TİSK Başkanı Özgür Burak Akyol da dünyanın içinde bulunduğu kriz döneminde üretim ve madencilikle krizin fırsata çevrilebileceğini söyledi.  

Bu dönemde madencilik sektörünün en kritik sektör olarak öne çıktığını ifade eden Akyol; “Madencilik diğer tüm sektörlerle entegre bir sektör. Küresel ekonominin yapı taşı olan bir endüstri.

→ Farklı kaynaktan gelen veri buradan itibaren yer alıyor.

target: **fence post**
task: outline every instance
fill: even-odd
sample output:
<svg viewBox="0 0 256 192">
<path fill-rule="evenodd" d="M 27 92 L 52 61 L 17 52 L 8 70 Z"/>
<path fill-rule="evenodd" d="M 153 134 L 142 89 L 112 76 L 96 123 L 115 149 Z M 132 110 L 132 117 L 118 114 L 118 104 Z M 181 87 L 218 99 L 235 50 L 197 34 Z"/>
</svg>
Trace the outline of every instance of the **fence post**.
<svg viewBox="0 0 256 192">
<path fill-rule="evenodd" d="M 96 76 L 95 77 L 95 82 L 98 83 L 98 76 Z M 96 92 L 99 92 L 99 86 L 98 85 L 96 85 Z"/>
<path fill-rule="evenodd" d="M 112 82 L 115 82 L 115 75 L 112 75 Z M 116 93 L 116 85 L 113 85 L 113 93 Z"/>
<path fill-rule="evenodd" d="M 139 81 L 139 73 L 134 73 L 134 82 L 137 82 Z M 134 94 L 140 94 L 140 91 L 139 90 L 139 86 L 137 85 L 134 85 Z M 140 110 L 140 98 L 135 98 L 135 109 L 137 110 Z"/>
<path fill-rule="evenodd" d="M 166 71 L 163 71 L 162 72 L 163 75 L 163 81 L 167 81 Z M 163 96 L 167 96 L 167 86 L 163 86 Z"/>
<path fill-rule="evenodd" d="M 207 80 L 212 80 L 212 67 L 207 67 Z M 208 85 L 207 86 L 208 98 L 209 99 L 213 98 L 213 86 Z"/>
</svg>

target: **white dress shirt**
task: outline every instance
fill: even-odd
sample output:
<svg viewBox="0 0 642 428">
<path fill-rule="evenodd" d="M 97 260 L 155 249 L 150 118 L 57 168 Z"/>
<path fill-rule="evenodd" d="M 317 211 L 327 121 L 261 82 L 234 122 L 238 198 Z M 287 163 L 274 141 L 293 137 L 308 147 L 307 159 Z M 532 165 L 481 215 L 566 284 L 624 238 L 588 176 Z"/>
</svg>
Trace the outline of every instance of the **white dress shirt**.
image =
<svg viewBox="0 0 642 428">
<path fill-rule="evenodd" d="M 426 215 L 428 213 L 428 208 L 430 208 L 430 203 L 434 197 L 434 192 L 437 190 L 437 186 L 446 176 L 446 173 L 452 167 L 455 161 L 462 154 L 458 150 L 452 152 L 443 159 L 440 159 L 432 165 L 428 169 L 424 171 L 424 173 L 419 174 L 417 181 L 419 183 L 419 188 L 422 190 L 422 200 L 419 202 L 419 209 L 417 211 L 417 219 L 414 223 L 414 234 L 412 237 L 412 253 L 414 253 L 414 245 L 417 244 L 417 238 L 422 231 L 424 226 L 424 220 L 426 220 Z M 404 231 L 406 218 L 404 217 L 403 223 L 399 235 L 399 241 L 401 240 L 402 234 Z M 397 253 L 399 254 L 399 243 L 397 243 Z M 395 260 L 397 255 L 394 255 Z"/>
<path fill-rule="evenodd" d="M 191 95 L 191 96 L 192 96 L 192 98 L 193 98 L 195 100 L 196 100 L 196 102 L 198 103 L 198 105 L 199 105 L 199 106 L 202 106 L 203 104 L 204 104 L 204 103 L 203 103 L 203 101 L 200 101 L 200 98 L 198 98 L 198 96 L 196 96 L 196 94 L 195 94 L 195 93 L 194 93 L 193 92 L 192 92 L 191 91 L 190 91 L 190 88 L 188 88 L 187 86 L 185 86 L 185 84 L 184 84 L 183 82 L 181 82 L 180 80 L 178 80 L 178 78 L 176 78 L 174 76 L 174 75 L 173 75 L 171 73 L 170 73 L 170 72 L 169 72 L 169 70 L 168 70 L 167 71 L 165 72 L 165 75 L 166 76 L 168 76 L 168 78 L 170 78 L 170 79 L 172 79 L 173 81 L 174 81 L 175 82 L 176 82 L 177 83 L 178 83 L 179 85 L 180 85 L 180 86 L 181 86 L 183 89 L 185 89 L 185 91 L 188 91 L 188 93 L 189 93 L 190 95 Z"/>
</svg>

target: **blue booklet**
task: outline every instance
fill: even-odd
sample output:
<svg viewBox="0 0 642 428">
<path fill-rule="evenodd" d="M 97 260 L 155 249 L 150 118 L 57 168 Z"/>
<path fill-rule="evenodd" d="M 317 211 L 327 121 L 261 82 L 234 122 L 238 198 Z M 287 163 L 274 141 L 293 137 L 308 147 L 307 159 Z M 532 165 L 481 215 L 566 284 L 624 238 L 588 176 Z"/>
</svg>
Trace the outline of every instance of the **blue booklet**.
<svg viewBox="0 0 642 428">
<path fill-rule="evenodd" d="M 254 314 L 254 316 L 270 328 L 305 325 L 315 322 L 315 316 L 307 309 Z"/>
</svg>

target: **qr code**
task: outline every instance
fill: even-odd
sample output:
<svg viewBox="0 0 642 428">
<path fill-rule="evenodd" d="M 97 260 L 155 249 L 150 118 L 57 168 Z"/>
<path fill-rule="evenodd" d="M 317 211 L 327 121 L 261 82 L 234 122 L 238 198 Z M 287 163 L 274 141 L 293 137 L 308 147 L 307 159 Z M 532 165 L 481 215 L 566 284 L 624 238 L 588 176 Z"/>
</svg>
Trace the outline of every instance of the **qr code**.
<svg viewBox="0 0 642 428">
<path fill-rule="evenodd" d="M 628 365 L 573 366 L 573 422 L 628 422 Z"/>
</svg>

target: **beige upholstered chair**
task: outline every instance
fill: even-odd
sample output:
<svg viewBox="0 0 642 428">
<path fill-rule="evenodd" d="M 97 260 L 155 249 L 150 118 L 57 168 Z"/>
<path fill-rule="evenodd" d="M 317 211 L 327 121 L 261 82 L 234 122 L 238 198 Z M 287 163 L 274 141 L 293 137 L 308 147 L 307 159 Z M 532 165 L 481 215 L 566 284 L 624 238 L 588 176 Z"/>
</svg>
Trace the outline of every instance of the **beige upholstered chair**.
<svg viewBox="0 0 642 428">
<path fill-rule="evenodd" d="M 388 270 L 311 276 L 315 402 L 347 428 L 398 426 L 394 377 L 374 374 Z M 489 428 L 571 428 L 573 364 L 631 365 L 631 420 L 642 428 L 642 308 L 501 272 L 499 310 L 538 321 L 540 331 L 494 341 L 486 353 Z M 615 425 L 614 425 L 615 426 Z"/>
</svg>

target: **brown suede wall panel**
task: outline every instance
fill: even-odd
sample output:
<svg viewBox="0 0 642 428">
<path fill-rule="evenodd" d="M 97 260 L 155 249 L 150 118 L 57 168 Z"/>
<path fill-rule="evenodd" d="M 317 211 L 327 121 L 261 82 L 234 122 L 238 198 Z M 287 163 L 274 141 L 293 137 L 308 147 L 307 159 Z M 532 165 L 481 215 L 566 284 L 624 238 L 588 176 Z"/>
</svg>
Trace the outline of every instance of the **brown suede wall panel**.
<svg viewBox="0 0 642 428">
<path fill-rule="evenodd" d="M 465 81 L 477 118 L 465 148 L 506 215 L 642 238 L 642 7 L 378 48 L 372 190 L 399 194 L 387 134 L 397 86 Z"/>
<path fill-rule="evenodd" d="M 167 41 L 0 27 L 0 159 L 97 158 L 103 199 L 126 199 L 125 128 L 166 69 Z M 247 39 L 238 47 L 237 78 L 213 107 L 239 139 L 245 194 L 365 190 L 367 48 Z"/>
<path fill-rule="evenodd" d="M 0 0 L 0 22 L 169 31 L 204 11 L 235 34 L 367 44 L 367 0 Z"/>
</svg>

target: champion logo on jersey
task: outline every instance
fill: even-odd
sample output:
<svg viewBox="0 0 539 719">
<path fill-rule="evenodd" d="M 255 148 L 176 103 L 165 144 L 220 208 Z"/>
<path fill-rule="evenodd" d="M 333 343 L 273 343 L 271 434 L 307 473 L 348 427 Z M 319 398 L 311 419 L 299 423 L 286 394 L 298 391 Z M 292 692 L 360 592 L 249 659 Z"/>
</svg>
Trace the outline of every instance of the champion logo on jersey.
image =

Ham madde ve enerji üretimi öne çıkıyor. Şu an yaptığımız toplantıda ana öğe olan bilgisayarlarımızda bile 30’u aşkın maden ürünü var. Bir kişinin maden ihtiyacı 21 tona yakın bir rakama tekabül ediyor. Bu sebeple madencilik ulvi bir iş. Maden sektörünün dünyada daha büyük pay alacağını düşünüyoruz” ifadelerini kullanırken sektöre ortak payda ve ortak hedef çağrısında bulundu.